Through the department’s review of paper documents alone, 454 accused priests and 811 reported victims have been identified. That number may change as investigatory efforts continue.
As of Sept. 28, the Attorney General’s Clergy Abuse Investigative Team had reviewed more than 2.24 million of the digital documents seized.
Attorney General Nessel recorded a video messageto outline the progress her office has made.

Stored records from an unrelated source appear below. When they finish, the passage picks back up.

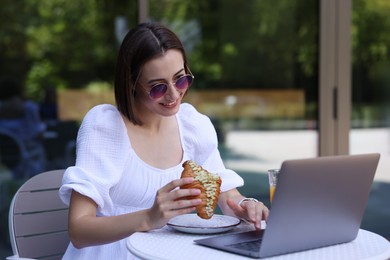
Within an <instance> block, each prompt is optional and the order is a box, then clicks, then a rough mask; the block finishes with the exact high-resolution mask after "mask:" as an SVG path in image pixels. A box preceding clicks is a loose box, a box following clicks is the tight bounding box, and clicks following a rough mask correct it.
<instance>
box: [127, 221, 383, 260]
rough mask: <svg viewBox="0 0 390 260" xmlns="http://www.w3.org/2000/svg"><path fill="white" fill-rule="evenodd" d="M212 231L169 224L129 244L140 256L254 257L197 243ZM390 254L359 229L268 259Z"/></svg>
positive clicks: (231, 231) (175, 258) (179, 256)
mask: <svg viewBox="0 0 390 260" xmlns="http://www.w3.org/2000/svg"><path fill="white" fill-rule="evenodd" d="M251 227H252V226H251V225H248V224H245V223H244V224H241V225H239V226H238V227H236V228H234V229H233V230H232V231H231V232H239V231H246V230H251ZM210 236H211V235H197V234H186V233H181V232H178V231H175V230H172V229H171V228H169V227H167V226H166V227H164V228H162V229H159V230H153V231H149V232H137V233H134V234H133V235H131V236H130V237H129V238H128V239H127V248H128V250H130V252H131V253H132V254H134V255H136V256H138V257H140V258H141V259H186V260H191V259H194V260H199V259H223V260H229V259H252V258H249V257H244V256H240V255H236V254H232V253H228V252H224V251H221V250H216V249H212V248H208V247H204V246H200V245H197V244H195V243H194V242H193V241H194V240H195V239H200V238H205V237H210ZM388 258H390V242H389V241H388V240H386V239H385V238H383V237H382V236H380V235H378V234H375V233H373V232H370V231H367V230H363V229H360V230H359V233H358V236H357V238H356V239H355V240H353V241H352V242H349V243H344V244H338V245H334V246H328V247H323V248H317V249H312V250H307V251H302V252H296V253H291V254H286V255H281V256H275V257H269V258H267V259H278V260H301V259H310V260H312V259H324V260H325V259H326V260H328V259H332V260H336V259H340V260H345V259H370V260H373V259H378V260H384V259H388Z"/></svg>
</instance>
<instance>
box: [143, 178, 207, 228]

“I am deeply proud of the work our Clergy Abuse Investigative Team has done – and we are dedicated to continuing this incredibly important work,” Nessel said. “We are committed to ensuring that every case of sexual abuse and assault is thoroughly reviewed and that whenever we are able to pursue justice for a victim, we do so aggressively and relentlessly. We must all commit to breaking down the walls of silence that so often surround sexual assault and abuse. In the end, we hope this investigation provides a voice to those who have suffered in silence for so long and shines a light on those offenders who have escaped punishment for their crimes by hiding in shadows.”